Another picture of contemporary Milan is painted by the Latin De magnalibus urbis Mediolani (On the Marvels of Milan), written in the late spring of 1288, which differs from earlier descriptions in not focusing on saints and churches, but rather praises the city for its size and wealth, backing up its claims with extensive facts and figures. Bonvesin's De magnalibus urbis Mediolani, languished unknown in a single manuscript in the Biblioteca Nacional de España, Madrid, until 1894. Its eight chapters form a monument of civic pride typical of the Italian communes, written by a man in a position to offer an unrivalled statistical report of the city that he felt was exalted above all others, like the eagle among birds. In Milan, he counted the belltowers (120) and the portoni, massive front doors of houses (12,500), the city's lawyers (120), physicians (28), ordinary surgeons (at least 150), butchers (440) and communal trumpeters (6). His order, the Umiliati, served as a kind of civil service in Milan, collecting taxes and controlling the communal treasury, so he was in a position to know. His long inventory of the fruits and vegetables that Milanesi were eating served as a rare source of ordinary fare for the historian of cuisine.

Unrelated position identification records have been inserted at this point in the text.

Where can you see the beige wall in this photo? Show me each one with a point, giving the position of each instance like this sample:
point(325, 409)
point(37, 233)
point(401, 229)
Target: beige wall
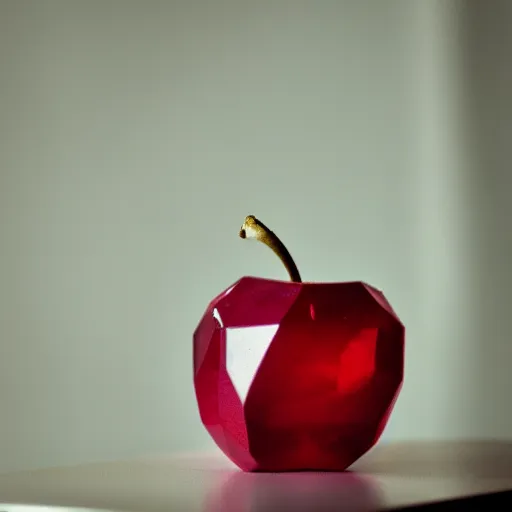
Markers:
point(136, 135)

Bonvesin's many religious works include a number of lives of saints and a series of vernacular contrasti—dialogues between, for example, the soul and the body, or the Devil and the Virgin Mary. He also composed allegorical contrasti. In the Disputatio mensium the months of the year rebel against their king, January, taking turns to boast of their qualities and benefits, whilst in the Disputatio rosae cum viola the most humble of flowers, the violet, puts forward a case for its superiority over the most magnificent, the rose.